The Dixie Chicks were founded by Laura Lynch on upright bass, guitarist Robin Lynn Macy, and the multi-instrumentalist sisters Martie and Emily Erwin in 1989. The Erwin sisters have since married and changed their names to Martie Maguire and Emily Robison, then Strayer. The four took their band name from the song and album Dixie Chicken by Lowell George of Little Feat, originally playing predominantly bluegrass and a mix of country standards. All four women played and sang, though Maguire and Robison provided most of the instrumental accompaniment for the band while Lynch and Macy shared lead vocals. Maguire primarily played fiddle, mandolin, and viola, while Robison’s specialties included five-stringed banjo and dobro.

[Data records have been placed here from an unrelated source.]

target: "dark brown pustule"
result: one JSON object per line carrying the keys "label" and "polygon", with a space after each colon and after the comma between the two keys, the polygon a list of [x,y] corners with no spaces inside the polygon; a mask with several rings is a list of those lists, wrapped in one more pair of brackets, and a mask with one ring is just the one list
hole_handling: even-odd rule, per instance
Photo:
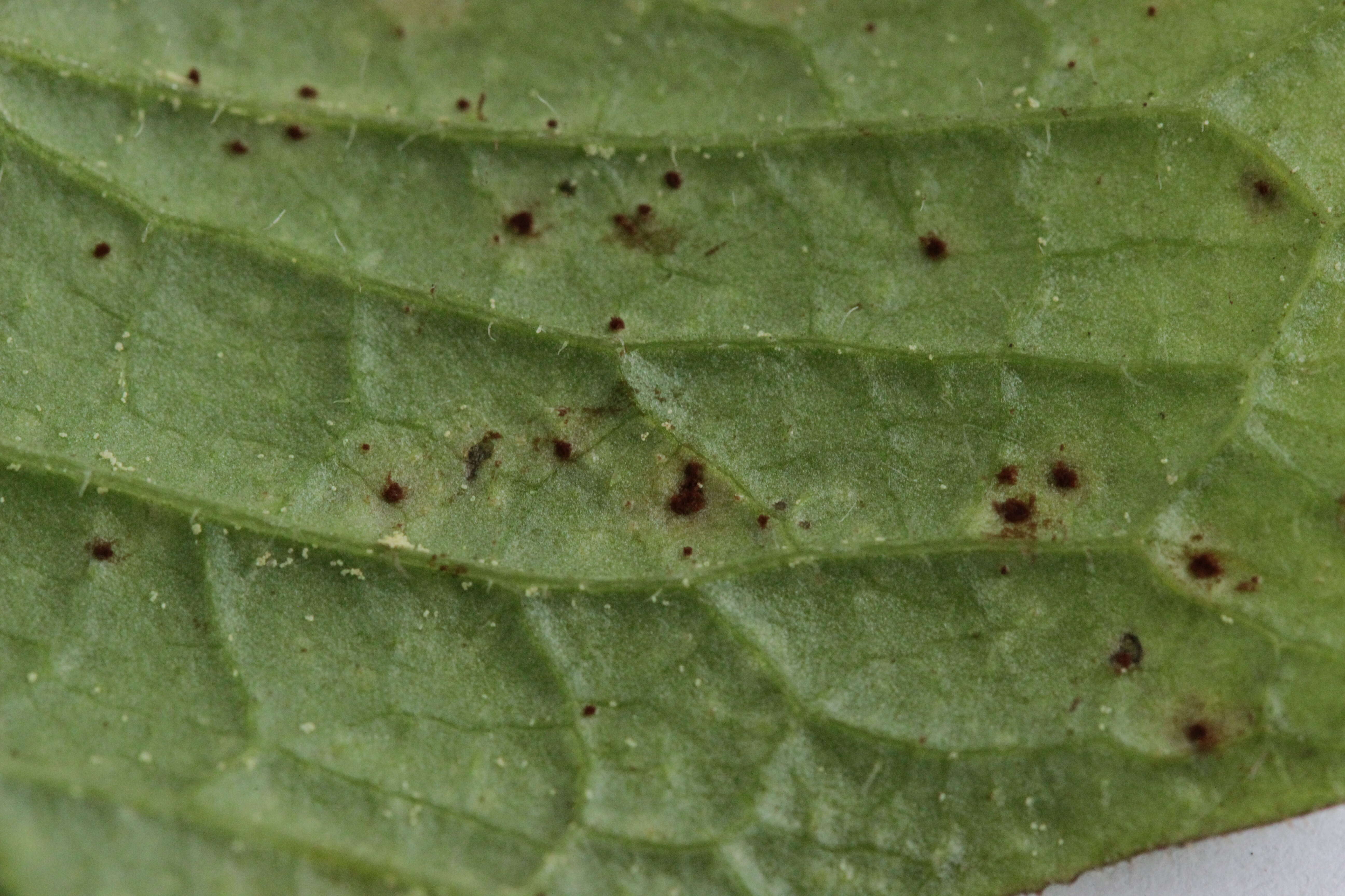
{"label": "dark brown pustule", "polygon": [[1224,575],[1224,564],[1213,551],[1201,551],[1186,562],[1186,572],[1193,579],[1216,579]]}
{"label": "dark brown pustule", "polygon": [[406,498],[406,488],[401,482],[393,481],[393,474],[387,474],[387,482],[383,485],[383,490],[379,492],[379,497],[389,504],[401,504]]}
{"label": "dark brown pustule", "polygon": [[678,516],[691,516],[705,509],[705,465],[690,461],[682,467],[682,484],[668,498],[668,509]]}
{"label": "dark brown pustule", "polygon": [[920,251],[931,261],[943,261],[948,257],[948,240],[931,230],[920,238]]}
{"label": "dark brown pustule", "polygon": [[1139,635],[1130,631],[1120,635],[1120,643],[1116,646],[1115,653],[1111,654],[1111,668],[1116,670],[1116,674],[1126,674],[1131,669],[1139,666],[1139,661],[1145,658],[1145,647],[1139,643]]}
{"label": "dark brown pustule", "polygon": [[504,226],[508,227],[515,236],[531,236],[533,228],[537,226],[537,219],[533,218],[533,212],[530,211],[514,212],[504,219]]}
{"label": "dark brown pustule", "polygon": [[1037,496],[1029,494],[1026,501],[1022,498],[991,501],[990,506],[995,509],[1001,520],[1010,525],[1018,525],[1030,520],[1032,514],[1037,512]]}
{"label": "dark brown pustule", "polygon": [[1056,465],[1050,467],[1050,476],[1046,478],[1061,492],[1072,492],[1079,488],[1079,470],[1064,461],[1056,461]]}
{"label": "dark brown pustule", "polygon": [[94,560],[98,560],[100,563],[110,563],[117,559],[116,544],[116,541],[95,537],[85,544],[85,549]]}
{"label": "dark brown pustule", "polygon": [[1204,719],[1186,723],[1181,732],[1196,752],[1209,752],[1219,746],[1219,731]]}
{"label": "dark brown pustule", "polygon": [[467,481],[471,482],[476,478],[476,473],[482,469],[482,465],[495,457],[495,439],[500,438],[499,433],[491,431],[482,437],[482,441],[467,449]]}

In 1990, thanks to the generosity of Penny Cook, daughter of then Senator John Tower, who wrote them a check for $10,000 so that they could record an album, the Dixie Chicks recorded their first studio album, Thank Heavens for Dale Evans, named after the pioneering, multi-talented performer Dale Evans. They paid $5,000 for the 14-track album. The album included two instrumental tunes. In 1987, Maguire (still known then as Martie Erwin) had won second place, and in 1989, third place in the National fiddle championships held at the Walnut Valley Festival in Winfield, Kansas. A Christmas single was released at the end of the year – a 45 RPM vinyl record titled Home on the Radar Range, with “Christmas Swing” on one side and the song on the flip side named “The Flip Side”. The record titles were significant; during that period of time, the bandmates dressed up as “cowgirls”, and publicity photos reflected this image. However, even with an appearance at the Grand Ole Opry, with few exceptions, such as Garrison Keillor’s radio show A Prairie Home Companion, they didn’t get much national airplay.

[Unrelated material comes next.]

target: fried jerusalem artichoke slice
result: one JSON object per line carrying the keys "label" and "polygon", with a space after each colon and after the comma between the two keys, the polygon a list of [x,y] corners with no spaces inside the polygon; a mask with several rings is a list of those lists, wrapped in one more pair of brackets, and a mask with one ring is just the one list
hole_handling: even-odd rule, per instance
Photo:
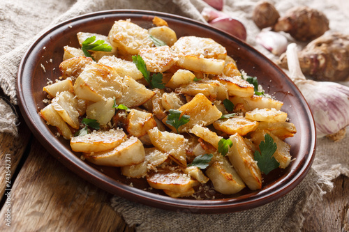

The Dixie Chicks began building up a fan base, winning the prize for “best band” at the Telluride Bluegrass Festival and opening for established country music artists, including such big names in that genre as Garth Brooks, Reba McEntire, and George Strait.
In 1992, a second independent album, Little Ol’ Cowgirl, moved towards a more contemporary country sound, as the band enlisted the help of more sidemen, and developed a richer sound with larger and more modern arrangements. Robin Lynn Macy was not pleased with their change in sound, however. She left in late 1992 to devote herself to a “purer” bluegrass sound, remaining active in the Dallas and Austin music scenes. It was during this period that professional steel guitarist Lloyd Maines (who had played on both albums) introduced them to his daughter, Natalie, an aspiring singer. Lloyd Maines thought his daughter would be a good match to replace the departed Macy, and had passed along Natalie’s audition demo tape, which had won her a full scholarship to the Berklee College of Music, to both Maguire and Robison. Her distinctive voice was a match for Maguire’s soprano and Robison’s alto harmonies. As Maguire and Robison considered their options and the major record labels waffled over whether they should take a risk on an all-woman band, a few reviewers took note of their talents:
Some record label executives will be kicking themselves soon enough when the Dixie Chicks are queens of the honky-tonk circuit. If their show at the Birchmere last week was any indication, these Chicks have what it takes to make the big time, yet no major label has taken the plunge to sign them.
— Eric Brace, The Washington Post
Lynch, thrust into the role of sole lead singer on their third independent album, Shouldn’t a Told You That in 1993, was unable to attract support from a major record label, and the band struggled to expand their fan base beyond Texas and Nashville.
New manager Simon Renshaw approached music executive Scott Siman and he signed them to a developmental deal with Sony Music Entertainment’s Nashville division. The deal was finalized with Sony over the summer of 1995. The Chicks then replaced Lynch with singer Maines. Accounts of the departure have varied. At the time, the sisters stated that Lynch had been considering leaving the band for over a year, weary of touring, and hoping to spend more time with her daughter at home. She offered to stay for the first cuts on the new album for Sony, but the sisters thought it would send the wrong message to the label; they all agreed she would leave before the new album. In a later interview, Lynch said, “It can’t really be characterized as a resignation. There are three Dixie Chicks, and I’m only one.”By her own account Lynch has noted that she had no regrets about leaving.